Nearly two weeks after presenting a list of grievances to University administrators, the Graduate Employees and Students Organization took to the steps of Warner House a second time on Wednesday to address gender and racial inequities at the graduate school.
Roughly 50 graduate students gathered at 1 p.m. to hear the grievances of three GESO members — who also delivered nine personal testimonies from 11 other graduate students across several departments. The grievances included the underrepresentation of women and people of color among Yale faculty, and the lack of financial and community support for students who decide to become parents.
While the doors of Warner House were locked, an employee of the Provost’s Office cracked the door open to take the letter from GESO members, saying that he would deliver it to Provost Benjamin Polak.
The grievances were also submitted to Graduate School Dean Lynn Cooley and Dean of Strategic Initiatives for Yale College, the Graduate School and Faculty of Arts and Sciences Pamela Schirmeister later on Wednesday.

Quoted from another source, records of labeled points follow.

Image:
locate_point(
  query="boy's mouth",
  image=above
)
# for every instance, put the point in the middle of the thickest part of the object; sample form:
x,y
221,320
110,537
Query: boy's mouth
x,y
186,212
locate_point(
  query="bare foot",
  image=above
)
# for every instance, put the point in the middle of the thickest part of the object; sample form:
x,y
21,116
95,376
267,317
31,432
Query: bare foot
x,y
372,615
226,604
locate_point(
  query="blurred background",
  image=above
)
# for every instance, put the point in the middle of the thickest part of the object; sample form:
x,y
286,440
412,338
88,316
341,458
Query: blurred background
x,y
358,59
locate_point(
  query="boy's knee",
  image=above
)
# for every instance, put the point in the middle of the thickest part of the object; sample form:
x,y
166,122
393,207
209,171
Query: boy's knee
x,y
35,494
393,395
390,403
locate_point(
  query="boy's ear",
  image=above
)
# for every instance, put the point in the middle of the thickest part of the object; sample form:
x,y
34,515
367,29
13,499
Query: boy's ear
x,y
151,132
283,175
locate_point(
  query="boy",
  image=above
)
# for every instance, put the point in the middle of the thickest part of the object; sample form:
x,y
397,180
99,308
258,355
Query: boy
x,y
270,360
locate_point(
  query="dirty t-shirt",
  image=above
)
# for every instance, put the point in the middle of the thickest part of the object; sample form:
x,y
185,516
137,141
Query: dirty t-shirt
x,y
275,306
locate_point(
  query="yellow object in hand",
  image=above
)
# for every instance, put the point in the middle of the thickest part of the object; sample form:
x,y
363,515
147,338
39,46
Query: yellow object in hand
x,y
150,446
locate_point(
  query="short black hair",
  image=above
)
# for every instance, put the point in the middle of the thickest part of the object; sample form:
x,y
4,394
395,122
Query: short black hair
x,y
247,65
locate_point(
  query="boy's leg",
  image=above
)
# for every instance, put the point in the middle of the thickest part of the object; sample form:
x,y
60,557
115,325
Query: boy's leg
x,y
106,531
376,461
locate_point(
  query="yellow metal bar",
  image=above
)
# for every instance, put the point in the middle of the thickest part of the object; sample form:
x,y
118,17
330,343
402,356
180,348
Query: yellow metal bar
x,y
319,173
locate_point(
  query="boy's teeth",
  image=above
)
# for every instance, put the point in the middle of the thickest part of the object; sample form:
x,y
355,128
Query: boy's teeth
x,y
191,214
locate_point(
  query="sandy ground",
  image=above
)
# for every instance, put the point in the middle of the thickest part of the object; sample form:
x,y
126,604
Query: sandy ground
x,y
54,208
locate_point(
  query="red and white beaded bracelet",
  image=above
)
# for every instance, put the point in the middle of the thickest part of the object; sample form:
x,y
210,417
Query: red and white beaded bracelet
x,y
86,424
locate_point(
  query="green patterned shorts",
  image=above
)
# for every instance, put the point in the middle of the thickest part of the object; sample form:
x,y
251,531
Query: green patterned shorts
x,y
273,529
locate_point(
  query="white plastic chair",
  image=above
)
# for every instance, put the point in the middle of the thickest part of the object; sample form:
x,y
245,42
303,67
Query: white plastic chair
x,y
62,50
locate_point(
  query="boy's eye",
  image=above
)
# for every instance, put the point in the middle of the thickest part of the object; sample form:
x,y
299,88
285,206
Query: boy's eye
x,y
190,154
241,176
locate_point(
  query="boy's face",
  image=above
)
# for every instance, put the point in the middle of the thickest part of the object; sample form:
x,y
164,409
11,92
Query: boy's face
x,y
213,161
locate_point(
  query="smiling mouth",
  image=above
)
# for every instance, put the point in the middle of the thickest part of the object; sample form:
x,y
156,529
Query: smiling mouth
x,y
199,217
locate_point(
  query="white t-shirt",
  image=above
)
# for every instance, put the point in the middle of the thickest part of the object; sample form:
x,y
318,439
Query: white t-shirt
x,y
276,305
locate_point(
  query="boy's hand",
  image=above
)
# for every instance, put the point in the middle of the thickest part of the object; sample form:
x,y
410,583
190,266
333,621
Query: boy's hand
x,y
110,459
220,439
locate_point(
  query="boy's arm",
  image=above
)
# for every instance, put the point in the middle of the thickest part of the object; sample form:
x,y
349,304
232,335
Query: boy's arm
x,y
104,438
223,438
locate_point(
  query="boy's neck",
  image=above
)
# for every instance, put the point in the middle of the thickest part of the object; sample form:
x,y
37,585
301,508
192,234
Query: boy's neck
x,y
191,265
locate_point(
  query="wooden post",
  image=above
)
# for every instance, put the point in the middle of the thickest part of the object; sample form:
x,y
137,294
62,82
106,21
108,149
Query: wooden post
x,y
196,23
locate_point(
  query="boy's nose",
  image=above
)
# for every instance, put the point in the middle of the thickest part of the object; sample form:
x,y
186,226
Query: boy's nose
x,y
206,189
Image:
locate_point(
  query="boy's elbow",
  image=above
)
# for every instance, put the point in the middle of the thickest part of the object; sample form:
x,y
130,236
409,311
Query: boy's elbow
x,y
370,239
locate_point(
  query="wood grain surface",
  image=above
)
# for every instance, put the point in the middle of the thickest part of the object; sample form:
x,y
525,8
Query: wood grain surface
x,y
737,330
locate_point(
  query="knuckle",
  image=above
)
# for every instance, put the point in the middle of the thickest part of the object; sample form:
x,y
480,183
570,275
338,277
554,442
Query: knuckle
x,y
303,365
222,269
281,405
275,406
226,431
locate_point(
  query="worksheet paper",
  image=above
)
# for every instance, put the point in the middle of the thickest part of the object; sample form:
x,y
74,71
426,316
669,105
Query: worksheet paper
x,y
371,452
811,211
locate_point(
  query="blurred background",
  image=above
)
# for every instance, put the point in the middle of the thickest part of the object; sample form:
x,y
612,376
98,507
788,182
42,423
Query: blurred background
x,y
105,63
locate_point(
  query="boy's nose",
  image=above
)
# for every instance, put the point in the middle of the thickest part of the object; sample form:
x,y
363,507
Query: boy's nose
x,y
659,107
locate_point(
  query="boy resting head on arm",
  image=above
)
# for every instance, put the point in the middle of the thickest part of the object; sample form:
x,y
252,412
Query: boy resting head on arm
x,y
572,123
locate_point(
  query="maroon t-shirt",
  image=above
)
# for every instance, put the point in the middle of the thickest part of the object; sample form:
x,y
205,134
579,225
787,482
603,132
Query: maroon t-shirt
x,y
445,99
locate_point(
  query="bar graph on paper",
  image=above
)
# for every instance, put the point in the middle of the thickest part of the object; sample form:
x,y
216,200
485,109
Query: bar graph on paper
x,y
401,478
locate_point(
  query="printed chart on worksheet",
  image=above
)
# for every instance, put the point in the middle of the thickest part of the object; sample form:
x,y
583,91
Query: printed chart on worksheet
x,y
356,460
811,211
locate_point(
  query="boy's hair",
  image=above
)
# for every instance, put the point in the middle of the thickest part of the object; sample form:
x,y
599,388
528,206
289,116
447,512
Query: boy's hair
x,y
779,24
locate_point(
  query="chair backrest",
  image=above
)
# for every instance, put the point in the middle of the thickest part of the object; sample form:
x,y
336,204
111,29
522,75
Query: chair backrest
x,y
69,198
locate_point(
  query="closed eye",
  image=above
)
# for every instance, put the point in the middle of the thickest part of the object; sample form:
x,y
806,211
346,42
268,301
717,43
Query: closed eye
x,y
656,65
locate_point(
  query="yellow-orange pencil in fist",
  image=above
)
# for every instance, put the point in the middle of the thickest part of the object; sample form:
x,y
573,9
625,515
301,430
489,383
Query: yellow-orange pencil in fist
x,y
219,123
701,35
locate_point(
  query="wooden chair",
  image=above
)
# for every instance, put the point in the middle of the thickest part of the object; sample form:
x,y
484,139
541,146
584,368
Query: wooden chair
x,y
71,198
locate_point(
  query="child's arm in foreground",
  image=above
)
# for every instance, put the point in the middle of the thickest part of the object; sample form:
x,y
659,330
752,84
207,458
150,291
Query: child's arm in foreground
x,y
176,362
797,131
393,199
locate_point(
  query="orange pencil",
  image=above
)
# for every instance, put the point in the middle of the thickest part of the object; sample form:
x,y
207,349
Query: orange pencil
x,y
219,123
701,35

GESO’s letter claims that the underrepresentation of women and people of color in ladder faculty positions at Yale makes it difficult for students to find mentors. The letter goes on to say that these deficiencies cause “well-documented attrition at every step in the academic pipeline.”
As a student in political science and African American Studies, GESO member Adom Getachew GRD ’15 said she finds it difficult to create an academic community that shares her niche field of study and that can help her navigate her professional development. However, Getachew said she did manage to form a group of women who support her studies, although it was difficult because of the gender imbalance.
A 2006 faculty diversity initiative set goals for hiring more women and minorities to the FAS by June 2013. The initiative called for 30 new professors from minority backgrounds and at least 30 female professors specifically in economics and the sciences.
Getachew said that in the nearly 10 years since the commitment, those goals have not been met.
“I call on Yale to diversify its faculty,” Getachew — who was one of the three GESO members to present GESO’s grievances to Warner House on Wednesday — yelled to the crowd.
Further, GESO members attributed the difficulty of finding a female advisor to the absence of female ladder faculty.
Also at the demonstration, Claire Dickey GRD ’20 said Yale needs to actively recruit more women and make more safe spaces for women on campus, adding that this would help students conduct better research.
Dickey also pointed out that although Yale hired many female faculty members, many of these have since left the University, either because they were not on a tenure track or because they did not feel comfortable in their departments.
Although only three graduate students delivered their personal testimonies during the demonstration, 11 other graduate students also wrote down their grievances. Co-chair of GESO Robin Canavan GRD ’18 said some of these testimonies are personal stories that were not presented at the event at the request of the students.
“Since I got to Yale eight months ago, I’ve already faced very casual discrimination and microaggressions that are pretty common in a male-dominated field,” Dickey told the News.
Underrepresentation was not the only issue addressed in the grievances. Yale does not subsidize childcare support, which GESO members feel undermines the professional credibility of students who decide to start a family.
GESO member Anna Jurkevics GRD ’15 said she faced both explicit and subtle disapproval from faculty and peers about having a child with her husband. Jurkevics also said her peers told her they were concerned about her prospects on the job market, while her husband was not advised against having a child.